Making fantasy a reality with the right project management

16 February 2018

making fantasy a reality with the right project management

Imagine living in a sleek, minimalist, zero-energy glass box thrumming with smart devices. Robert Moehler, Lecturer in the Master of Project Management at Monash University, dreams about such a home. And yet, not long ago, he found himself in a conventional 1920s brick terrace house in North East England. A place where, no matter how tightly he’d draw the curtains, a wintry draft would work its chill around a room. Eco-perfect this was not.

The contrast between fantasy and reality can be stark, and the chasm between what’s possible and just out of reach vast. The Concorde could take us from Melbourne to London in a mere eight hours, yet we still suffer through a 23-hour long haul. Electric cars have been around for decades, but haven’t managed to take off. What has gone wrong? Moehler points to the premise that new technology guarantees a project will make more mistakes than money.

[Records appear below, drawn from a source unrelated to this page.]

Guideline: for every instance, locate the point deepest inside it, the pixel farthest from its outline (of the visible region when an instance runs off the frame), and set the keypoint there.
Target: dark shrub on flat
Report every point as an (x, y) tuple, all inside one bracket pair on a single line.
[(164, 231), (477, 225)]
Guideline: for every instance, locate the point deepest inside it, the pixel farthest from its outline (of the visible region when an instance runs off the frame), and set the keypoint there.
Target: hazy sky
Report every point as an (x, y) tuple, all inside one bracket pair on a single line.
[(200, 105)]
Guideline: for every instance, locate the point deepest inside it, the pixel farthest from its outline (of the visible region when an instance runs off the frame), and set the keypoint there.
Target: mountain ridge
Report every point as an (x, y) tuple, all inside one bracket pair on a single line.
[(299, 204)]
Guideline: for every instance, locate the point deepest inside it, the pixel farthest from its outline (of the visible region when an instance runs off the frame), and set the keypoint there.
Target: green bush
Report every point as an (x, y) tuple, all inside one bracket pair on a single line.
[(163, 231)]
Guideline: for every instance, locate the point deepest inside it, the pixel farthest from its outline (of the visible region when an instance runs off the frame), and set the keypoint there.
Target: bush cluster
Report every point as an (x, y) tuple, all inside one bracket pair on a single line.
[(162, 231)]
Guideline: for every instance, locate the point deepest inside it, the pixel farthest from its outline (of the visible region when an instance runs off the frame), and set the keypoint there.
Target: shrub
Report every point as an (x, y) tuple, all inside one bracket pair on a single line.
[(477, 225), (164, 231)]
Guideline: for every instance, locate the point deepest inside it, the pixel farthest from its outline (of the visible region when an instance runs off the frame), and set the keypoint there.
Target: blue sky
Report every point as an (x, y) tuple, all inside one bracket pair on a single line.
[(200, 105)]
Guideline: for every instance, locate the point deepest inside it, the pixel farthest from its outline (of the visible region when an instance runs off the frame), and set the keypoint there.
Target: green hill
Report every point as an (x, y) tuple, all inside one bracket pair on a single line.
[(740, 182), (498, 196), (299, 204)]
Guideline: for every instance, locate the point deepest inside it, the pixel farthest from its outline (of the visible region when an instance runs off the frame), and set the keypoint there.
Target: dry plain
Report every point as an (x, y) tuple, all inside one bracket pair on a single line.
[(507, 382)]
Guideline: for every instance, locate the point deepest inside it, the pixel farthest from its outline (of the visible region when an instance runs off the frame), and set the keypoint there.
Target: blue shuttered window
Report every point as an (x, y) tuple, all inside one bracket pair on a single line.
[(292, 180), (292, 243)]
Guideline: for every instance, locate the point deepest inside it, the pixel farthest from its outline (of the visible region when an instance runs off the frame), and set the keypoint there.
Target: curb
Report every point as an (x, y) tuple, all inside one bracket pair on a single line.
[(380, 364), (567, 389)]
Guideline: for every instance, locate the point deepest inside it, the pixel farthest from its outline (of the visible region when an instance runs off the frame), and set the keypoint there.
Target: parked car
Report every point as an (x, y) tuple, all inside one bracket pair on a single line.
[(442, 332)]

Yes, we have the technological capabilities to do great things, but traditionally cost and time concerns have excluded what’s perceived as ‘R&D’ from the project life cycle. How do we get around this? Moehler makes the case that projects – not departments – should propel businesses. To meet client expectations, user requirements or market needs, project managers must go beyond performance to deliver desired outcomes.

Additionally, Moehler believes organisations make a big mistake when they outsource employees. The most efficient way to gain knowledge is to ask colleagues. And when experts eventually leave the network, they take their knowledge with them, and those left behind on a project lose track of that information. This same problem can occur even when someone simply moves to another project.

As always, we can do better. Through interdisciplinary education, project managers can gain the specialist tools and techniques to achieve successful outcomes across multiple sectors. And an understanding of existing management strategies will inevitably inspire new ones. We’ve got the technology. Let’s make it work for us.